The point of the video is that to recognise the song, you don’t need the whole keyboard to be functioning. You just need a few of the keys to be working – and they don’t even have to be 100% precise – to be able to identify the whole song. I have to admit that the efficacy of this video was offset for me by the fact that I got the song wrong, but in the YouTube description of the video, Katie explains this is a common mistake, and uses the point to illustrate that with insufficient data you might get the wrong answer. (I got the wrong answer with complete data though!)

In the case of the music video, it’s our brain that fills in the gaps to give us the whole tune. In the case of the black hole data, it’s sophisticated and clever picture imaging techniques, that rely on the known physics of light transmission and a library of the patterns found in images of many different types. From this combination of physics and library of image templates, it’s possible to extrapolate from the observed data to build proposal images, and for each one find a score of how plausible that image is. The final image is then the one that has the greatest plausibility score. Engineers call this image reconstruction; but the algorithm is fundamentally statistical.

At least, that’s how I understood things. But here’s Katie again giving a much  better explanation in a Ted talk:

Ok, so much for black holes. Now, think of:

  1. Telescopes as football matches;
  2. Image data as match results;
  3. The black hole as a picture that contains information about how good football teams really are;
  4. Astrophysics as the rules by which football matches are played;
  5. The templates that describe how an image changes from one pixel to the next as a rule for saying how team performances might change from one game to the next.

And you can maybe see that in a very general sense, the problem of reconstructing an image of a black hole has the same elements as that of estimating the abilities of football teams.

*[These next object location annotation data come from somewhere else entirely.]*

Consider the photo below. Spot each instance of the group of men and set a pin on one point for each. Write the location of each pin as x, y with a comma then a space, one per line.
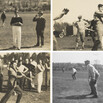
21, 74
17, 22
95, 27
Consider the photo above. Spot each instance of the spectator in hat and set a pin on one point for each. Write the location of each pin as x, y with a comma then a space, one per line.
3, 18
93, 75
81, 26
40, 26
16, 23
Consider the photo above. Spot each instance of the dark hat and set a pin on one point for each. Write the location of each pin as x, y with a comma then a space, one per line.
87, 61
40, 12
79, 17
100, 5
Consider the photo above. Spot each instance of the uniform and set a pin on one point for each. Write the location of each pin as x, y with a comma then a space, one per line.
14, 87
16, 31
93, 75
40, 71
74, 73
40, 26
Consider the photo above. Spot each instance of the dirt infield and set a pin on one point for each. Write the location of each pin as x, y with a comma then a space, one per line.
67, 90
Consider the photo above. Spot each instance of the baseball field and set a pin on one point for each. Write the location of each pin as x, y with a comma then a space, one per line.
28, 32
67, 90
69, 42
28, 96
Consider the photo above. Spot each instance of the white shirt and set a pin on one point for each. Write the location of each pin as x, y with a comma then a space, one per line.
92, 72
22, 68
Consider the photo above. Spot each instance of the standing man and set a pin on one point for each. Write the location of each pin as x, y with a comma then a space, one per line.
81, 26
3, 18
40, 26
99, 26
14, 86
16, 23
1, 75
93, 75
74, 73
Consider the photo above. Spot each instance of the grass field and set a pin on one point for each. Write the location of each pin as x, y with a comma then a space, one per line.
69, 42
67, 90
28, 33
28, 96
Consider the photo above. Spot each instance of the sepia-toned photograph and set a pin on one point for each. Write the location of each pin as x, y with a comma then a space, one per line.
77, 25
25, 24
24, 77
77, 77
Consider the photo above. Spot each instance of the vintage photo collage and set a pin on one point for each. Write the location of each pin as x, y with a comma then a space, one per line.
51, 51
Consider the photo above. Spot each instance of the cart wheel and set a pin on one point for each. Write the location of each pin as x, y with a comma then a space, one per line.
61, 35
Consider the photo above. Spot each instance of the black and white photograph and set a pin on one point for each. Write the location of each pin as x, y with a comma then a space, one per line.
25, 77
25, 24
77, 77
77, 25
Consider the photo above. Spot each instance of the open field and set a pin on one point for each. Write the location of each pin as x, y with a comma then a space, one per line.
28, 33
28, 96
67, 90
69, 42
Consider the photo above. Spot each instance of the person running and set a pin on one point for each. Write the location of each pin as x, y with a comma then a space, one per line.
93, 75
16, 23
3, 18
74, 73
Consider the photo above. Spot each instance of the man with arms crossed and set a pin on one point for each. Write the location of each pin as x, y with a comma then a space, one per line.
93, 75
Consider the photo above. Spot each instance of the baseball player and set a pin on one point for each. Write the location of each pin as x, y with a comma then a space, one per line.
99, 25
74, 73
16, 23
93, 75
64, 12
81, 26
40, 27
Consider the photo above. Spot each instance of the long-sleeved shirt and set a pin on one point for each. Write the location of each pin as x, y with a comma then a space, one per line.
92, 72
40, 23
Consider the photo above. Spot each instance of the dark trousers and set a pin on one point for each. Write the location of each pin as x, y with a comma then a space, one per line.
10, 92
40, 34
1, 81
93, 88
74, 75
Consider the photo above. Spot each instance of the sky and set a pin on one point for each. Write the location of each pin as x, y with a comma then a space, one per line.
86, 8
77, 57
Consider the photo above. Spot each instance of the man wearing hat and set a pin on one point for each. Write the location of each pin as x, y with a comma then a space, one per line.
81, 26
16, 23
40, 26
93, 75
99, 26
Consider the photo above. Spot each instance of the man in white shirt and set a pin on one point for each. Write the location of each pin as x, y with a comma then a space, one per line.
74, 73
93, 75
22, 69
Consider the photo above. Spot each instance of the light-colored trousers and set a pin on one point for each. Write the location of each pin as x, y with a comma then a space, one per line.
100, 32
16, 31
39, 81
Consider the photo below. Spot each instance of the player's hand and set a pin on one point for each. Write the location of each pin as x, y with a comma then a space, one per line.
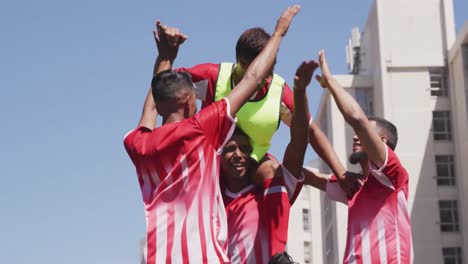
304, 74
326, 73
351, 182
285, 20
168, 40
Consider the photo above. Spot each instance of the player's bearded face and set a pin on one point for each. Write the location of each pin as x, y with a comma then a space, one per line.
235, 160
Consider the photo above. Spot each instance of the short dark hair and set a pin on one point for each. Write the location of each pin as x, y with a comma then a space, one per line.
251, 43
239, 132
166, 84
388, 129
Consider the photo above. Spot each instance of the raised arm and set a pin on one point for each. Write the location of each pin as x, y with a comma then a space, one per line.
353, 114
168, 40
262, 63
294, 155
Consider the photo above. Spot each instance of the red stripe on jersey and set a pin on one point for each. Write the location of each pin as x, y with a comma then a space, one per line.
170, 232
151, 239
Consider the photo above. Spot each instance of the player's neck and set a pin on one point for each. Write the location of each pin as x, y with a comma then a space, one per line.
237, 74
172, 118
236, 185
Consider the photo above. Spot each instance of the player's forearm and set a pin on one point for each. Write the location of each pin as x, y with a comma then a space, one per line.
347, 105
315, 179
300, 120
324, 149
149, 114
262, 64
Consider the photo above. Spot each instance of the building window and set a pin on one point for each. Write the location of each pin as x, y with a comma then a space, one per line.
438, 79
445, 170
448, 211
364, 97
452, 255
441, 125
305, 193
306, 219
307, 252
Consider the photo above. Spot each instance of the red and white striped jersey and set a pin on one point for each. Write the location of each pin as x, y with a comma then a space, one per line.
178, 170
379, 228
248, 235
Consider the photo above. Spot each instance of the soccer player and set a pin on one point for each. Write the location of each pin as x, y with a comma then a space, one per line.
252, 237
379, 228
260, 117
178, 163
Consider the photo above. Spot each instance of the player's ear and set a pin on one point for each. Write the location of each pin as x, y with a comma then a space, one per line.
186, 103
384, 139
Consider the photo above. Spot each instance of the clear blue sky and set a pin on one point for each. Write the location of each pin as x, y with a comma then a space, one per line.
73, 76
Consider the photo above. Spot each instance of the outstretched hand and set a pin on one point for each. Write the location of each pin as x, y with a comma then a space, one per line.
168, 40
304, 74
284, 21
326, 73
351, 182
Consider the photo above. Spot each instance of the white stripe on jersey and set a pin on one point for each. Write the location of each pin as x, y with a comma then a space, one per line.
146, 188
248, 246
365, 244
402, 212
168, 169
382, 241
275, 189
221, 233
265, 247
161, 233
210, 253
194, 248
179, 216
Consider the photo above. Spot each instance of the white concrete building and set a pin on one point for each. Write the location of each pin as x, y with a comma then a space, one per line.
407, 66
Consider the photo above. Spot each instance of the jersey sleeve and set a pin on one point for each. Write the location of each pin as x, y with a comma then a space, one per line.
334, 191
216, 123
287, 105
135, 143
204, 77
391, 173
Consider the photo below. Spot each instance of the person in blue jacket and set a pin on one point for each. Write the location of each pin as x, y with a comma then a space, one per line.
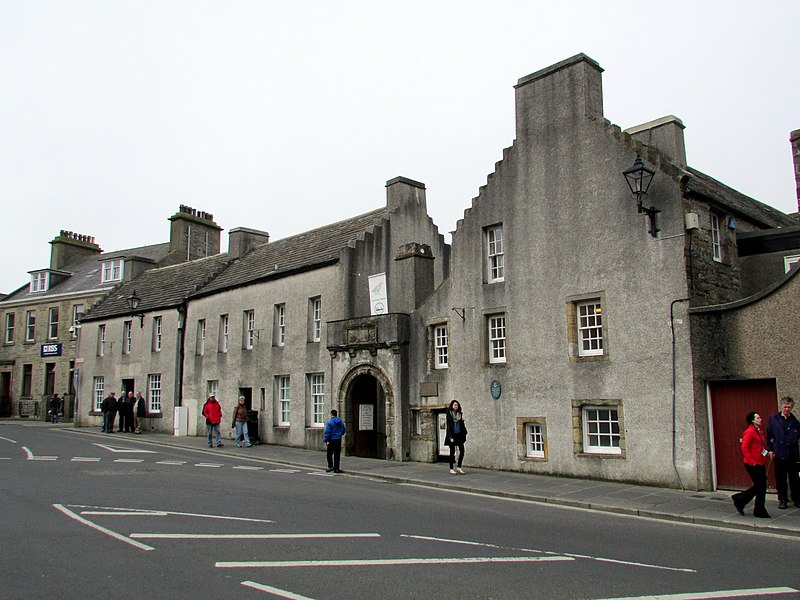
332, 438
783, 436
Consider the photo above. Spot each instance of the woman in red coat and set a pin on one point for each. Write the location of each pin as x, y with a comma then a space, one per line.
754, 450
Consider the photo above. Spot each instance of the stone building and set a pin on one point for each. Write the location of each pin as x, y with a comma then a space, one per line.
41, 319
589, 328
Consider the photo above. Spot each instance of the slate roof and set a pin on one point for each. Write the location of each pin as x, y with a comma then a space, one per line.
161, 288
305, 251
84, 273
736, 202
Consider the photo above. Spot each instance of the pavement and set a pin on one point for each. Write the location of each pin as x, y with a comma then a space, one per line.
713, 509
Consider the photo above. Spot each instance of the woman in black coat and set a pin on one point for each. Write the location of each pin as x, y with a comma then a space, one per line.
456, 435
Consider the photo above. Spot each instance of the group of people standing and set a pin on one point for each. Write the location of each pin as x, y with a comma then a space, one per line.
778, 443
131, 410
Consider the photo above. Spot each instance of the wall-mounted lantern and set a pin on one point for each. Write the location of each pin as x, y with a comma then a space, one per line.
133, 304
639, 178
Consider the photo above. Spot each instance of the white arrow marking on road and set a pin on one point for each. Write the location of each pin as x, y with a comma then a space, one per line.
249, 536
717, 594
124, 450
585, 556
380, 562
274, 591
96, 527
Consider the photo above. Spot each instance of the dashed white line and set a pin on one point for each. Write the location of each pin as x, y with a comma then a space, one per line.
716, 594
274, 591
389, 562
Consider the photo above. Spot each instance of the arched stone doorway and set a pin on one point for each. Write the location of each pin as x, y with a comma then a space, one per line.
365, 410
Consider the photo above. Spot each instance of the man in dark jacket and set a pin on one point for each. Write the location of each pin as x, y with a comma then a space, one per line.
332, 438
109, 410
783, 437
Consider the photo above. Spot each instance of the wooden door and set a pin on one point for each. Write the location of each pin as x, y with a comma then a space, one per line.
730, 403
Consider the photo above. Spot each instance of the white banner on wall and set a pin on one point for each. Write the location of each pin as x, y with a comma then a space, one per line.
378, 302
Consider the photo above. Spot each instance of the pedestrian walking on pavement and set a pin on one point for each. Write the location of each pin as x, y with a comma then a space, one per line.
212, 411
240, 424
332, 438
109, 410
141, 412
755, 452
456, 435
783, 436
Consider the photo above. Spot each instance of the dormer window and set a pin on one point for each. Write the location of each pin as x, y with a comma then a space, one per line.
112, 270
39, 282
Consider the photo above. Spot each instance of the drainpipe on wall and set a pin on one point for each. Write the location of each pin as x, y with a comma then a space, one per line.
674, 399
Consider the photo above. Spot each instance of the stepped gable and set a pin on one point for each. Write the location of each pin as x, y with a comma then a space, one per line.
305, 251
736, 202
160, 288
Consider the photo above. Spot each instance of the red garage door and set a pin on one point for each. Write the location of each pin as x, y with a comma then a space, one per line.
730, 403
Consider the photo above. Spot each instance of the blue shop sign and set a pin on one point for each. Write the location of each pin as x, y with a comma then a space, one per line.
51, 350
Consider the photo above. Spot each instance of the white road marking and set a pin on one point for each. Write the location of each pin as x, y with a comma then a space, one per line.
274, 591
717, 594
388, 562
125, 513
249, 536
548, 552
96, 527
169, 512
124, 450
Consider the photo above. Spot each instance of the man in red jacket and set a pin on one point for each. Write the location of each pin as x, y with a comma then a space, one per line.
212, 411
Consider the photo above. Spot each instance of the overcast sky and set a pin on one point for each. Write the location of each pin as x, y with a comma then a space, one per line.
285, 116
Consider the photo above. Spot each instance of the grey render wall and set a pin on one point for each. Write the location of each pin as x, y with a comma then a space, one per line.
571, 230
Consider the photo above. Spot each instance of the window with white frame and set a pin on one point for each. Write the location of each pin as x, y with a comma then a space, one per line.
112, 270
30, 326
101, 340
249, 328
157, 333
716, 238
534, 440
316, 392
440, 346
201, 337
497, 338
127, 333
494, 254
77, 314
590, 328
52, 325
315, 318
280, 324
99, 387
601, 430
223, 333
284, 401
11, 319
39, 281
154, 392
212, 388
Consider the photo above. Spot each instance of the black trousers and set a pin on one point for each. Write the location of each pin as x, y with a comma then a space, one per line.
758, 474
787, 470
334, 454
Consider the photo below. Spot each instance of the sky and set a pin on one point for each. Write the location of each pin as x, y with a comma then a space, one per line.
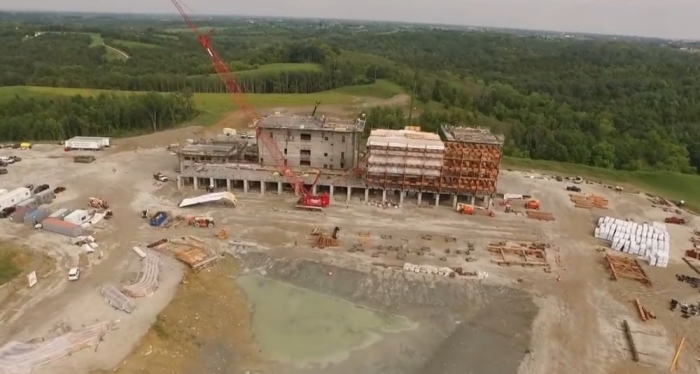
653, 18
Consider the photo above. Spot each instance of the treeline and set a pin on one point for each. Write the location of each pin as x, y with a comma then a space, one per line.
102, 115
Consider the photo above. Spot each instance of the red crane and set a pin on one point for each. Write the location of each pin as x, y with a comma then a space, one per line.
306, 198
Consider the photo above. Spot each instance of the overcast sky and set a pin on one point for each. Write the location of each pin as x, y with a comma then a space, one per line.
657, 18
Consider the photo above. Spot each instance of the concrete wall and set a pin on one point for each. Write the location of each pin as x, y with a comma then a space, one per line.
317, 149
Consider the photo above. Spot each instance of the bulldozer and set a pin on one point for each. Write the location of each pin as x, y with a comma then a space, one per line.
202, 222
532, 204
97, 203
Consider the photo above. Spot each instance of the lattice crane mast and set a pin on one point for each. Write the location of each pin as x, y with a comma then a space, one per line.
306, 198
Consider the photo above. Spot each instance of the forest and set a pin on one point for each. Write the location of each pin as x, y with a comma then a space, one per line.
623, 104
103, 115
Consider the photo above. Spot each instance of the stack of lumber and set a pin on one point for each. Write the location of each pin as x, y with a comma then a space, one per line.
542, 216
589, 201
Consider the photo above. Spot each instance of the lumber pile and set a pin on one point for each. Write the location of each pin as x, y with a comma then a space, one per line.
589, 201
541, 216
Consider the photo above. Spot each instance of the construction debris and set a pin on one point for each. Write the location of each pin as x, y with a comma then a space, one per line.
542, 216
589, 201
117, 299
17, 357
623, 267
147, 282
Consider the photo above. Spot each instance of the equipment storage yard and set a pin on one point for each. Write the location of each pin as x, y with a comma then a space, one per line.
391, 276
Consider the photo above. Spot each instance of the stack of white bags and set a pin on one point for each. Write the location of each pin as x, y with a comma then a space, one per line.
651, 242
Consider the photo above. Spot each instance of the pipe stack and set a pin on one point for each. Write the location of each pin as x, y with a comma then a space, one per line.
651, 242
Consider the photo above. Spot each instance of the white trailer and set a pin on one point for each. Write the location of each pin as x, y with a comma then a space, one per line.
87, 143
14, 197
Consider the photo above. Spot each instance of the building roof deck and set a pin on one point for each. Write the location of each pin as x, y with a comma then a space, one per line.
283, 121
480, 135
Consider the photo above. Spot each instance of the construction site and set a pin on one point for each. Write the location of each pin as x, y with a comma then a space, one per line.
481, 270
324, 154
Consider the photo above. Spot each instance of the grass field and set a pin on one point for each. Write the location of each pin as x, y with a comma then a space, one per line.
130, 44
674, 186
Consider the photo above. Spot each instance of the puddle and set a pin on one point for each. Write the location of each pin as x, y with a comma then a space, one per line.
301, 327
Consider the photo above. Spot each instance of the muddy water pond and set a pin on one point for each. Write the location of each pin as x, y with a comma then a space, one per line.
301, 327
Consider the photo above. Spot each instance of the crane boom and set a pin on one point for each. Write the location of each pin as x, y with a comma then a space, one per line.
239, 100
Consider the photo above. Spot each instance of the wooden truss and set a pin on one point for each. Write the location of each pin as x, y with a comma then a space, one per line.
624, 267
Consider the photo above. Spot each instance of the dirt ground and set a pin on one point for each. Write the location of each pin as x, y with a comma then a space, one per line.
517, 320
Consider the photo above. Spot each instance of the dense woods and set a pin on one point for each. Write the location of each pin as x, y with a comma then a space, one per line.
614, 103
103, 115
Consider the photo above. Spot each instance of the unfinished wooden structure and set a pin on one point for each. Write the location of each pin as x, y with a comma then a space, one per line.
404, 160
589, 201
471, 162
526, 255
624, 267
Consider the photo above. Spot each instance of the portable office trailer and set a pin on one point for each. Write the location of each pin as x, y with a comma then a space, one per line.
77, 217
18, 215
87, 142
14, 197
36, 216
61, 213
57, 226
45, 197
31, 202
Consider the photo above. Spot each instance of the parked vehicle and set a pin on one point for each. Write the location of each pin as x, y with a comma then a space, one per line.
41, 188
73, 274
160, 177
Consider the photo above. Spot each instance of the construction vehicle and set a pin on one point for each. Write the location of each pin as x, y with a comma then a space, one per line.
307, 200
202, 221
532, 204
97, 203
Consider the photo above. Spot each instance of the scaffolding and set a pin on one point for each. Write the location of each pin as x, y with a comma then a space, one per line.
405, 160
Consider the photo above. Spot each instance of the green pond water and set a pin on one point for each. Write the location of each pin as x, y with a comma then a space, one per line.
299, 326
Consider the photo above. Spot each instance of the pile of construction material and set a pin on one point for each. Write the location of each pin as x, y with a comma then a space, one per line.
652, 242
589, 201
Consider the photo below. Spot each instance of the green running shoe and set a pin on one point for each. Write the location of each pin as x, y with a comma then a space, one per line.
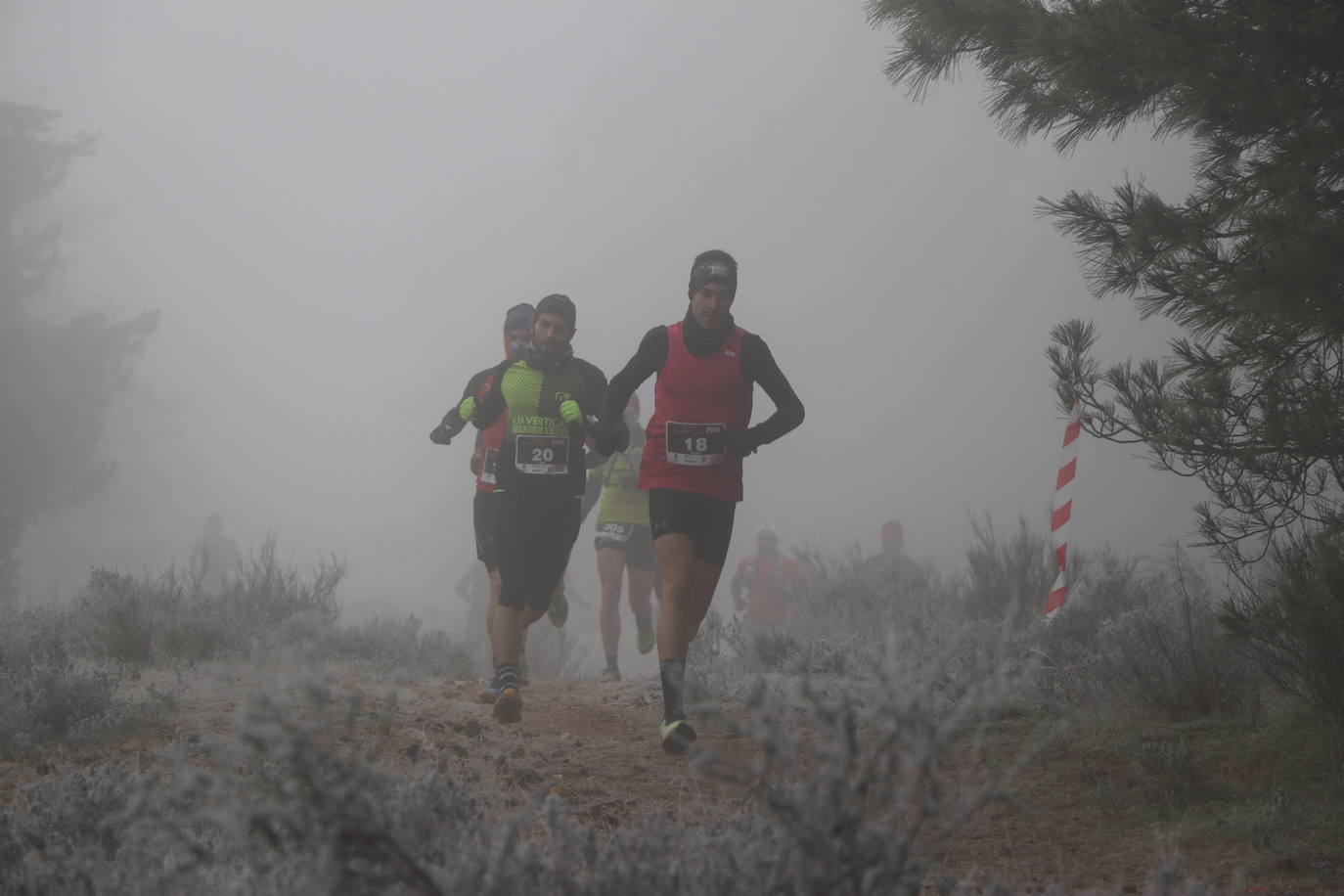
509, 705
560, 610
644, 637
676, 735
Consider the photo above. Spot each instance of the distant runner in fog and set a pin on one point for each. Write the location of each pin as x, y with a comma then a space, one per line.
624, 546
214, 558
484, 465
549, 396
769, 579
891, 568
697, 434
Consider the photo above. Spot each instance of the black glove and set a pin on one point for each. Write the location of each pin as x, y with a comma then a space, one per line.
740, 442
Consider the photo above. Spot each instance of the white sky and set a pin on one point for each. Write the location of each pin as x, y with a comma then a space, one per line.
334, 203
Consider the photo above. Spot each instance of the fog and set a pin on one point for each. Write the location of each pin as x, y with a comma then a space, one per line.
334, 204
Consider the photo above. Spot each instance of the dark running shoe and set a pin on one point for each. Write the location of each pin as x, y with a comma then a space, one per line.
676, 735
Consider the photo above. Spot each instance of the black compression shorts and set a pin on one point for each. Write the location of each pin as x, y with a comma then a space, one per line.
708, 521
631, 538
536, 533
485, 518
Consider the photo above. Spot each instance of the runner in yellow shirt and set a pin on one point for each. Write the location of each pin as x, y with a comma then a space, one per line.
625, 546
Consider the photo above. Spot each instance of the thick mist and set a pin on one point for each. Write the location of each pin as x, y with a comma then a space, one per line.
334, 205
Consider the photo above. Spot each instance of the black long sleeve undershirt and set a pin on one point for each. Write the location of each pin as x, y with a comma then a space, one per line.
758, 366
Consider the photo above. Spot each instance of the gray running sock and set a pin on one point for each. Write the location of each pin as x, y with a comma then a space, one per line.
672, 672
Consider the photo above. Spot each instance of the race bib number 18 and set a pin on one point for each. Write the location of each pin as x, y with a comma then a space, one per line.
696, 443
542, 454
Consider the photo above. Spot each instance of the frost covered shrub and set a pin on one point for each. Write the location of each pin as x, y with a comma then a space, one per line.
1290, 622
855, 776
161, 619
394, 647
266, 591
1008, 575
47, 694
1171, 653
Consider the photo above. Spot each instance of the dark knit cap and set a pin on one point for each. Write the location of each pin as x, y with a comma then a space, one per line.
558, 305
714, 266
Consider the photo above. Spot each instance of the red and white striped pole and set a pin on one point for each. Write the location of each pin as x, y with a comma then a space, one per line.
1063, 508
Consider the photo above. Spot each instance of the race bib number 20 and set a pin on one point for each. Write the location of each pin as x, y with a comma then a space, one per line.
542, 454
696, 443
618, 532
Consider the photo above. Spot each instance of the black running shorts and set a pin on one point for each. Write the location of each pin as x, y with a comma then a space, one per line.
635, 540
708, 521
536, 533
485, 520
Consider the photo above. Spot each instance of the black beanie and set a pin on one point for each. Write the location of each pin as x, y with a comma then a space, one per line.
714, 266
558, 305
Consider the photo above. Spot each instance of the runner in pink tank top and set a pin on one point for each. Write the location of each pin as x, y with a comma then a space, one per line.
696, 438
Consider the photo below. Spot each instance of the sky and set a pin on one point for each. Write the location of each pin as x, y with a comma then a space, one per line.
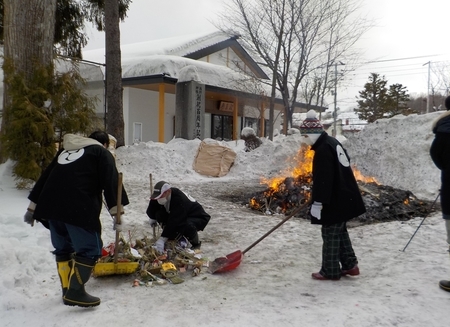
407, 35
273, 284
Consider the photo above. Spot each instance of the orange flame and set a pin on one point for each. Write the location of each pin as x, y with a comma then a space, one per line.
302, 166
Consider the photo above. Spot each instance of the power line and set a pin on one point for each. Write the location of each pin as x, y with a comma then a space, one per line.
397, 59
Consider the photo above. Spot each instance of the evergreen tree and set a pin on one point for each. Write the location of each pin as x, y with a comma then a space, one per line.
71, 15
42, 108
374, 99
398, 100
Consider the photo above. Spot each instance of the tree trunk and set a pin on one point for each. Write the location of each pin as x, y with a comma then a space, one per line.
29, 28
114, 94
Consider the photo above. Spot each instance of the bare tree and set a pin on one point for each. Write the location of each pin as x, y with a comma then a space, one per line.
294, 39
114, 94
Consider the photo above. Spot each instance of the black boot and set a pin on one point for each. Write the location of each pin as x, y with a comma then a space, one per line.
445, 285
64, 264
196, 244
79, 275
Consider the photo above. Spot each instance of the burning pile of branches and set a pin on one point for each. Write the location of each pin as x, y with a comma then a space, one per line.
383, 203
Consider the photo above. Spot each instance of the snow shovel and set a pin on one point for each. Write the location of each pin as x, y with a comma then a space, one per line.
116, 268
232, 260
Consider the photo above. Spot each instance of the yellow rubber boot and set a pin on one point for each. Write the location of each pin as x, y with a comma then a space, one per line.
64, 264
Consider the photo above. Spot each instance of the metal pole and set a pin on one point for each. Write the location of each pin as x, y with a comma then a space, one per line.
335, 100
428, 87
429, 211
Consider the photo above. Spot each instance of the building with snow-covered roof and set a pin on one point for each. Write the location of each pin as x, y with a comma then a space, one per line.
235, 95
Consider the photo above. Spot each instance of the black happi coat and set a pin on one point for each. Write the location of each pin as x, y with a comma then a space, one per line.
440, 154
334, 184
70, 189
182, 209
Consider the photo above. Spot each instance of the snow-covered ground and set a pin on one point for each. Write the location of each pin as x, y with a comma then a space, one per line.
273, 284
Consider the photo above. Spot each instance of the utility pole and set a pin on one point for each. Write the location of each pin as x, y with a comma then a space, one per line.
335, 97
428, 87
335, 100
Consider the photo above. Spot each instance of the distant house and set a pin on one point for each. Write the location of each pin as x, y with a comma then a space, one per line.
234, 93
236, 89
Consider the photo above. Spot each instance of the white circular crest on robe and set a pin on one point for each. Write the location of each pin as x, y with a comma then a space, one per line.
342, 157
67, 157
191, 198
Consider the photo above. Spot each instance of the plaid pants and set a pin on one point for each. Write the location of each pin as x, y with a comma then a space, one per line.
337, 248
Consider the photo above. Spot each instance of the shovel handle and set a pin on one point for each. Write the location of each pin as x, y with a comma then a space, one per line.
292, 214
119, 212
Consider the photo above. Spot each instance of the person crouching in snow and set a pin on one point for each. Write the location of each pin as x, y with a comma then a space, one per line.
335, 200
67, 198
178, 213
440, 154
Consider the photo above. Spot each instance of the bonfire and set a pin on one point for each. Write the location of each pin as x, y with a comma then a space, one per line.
293, 188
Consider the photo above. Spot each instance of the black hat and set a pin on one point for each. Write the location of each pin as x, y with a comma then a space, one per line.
159, 189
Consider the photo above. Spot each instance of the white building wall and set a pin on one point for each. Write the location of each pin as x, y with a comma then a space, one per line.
143, 107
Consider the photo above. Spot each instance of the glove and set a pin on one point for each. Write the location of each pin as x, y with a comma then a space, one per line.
113, 211
116, 226
28, 217
316, 209
159, 245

Admittedly, our football models are rather less sophisticated, and we don’t need to wait for the end of the Antarctic winter to ship half a tonne of hard drives containing data back to the lab for processing. But the principles of Statistics are generally the same in all applications, from black hole imaging to sports modelling, and everything in between.

Calling BS

You have to be wary of newspaper articles published on 1 April, but I think this one is genuine. The Guardian on Monday contained a report about scientific research into bullshit. Or more specifically, a scientific/statistical study into the demographics of bullshitting.

Now, to make any sense of this, it’s important first to understand what bullshit is.  Bullshit is different from lying. The standard treatise in this field is ‘On Bullshit‘ by Harry Frankfurt. I’m not kidding. He writes:

It is impossible for someone to lie unless he thinks he knows the truth. Producing bullshit requires no such conviction

In other words, bullshitting is providing a version of events that gives the impression you know what you are talking about, when in fact you don’t.

Unfortunately, standard dictionaries tend to define bullshitting as something like ‘talking nonsense’, though this is – irony alert – bullshit. This article explains why and includes the following example. Consider the phrase

Hidden meaning transforms unparalleled abstract beauty.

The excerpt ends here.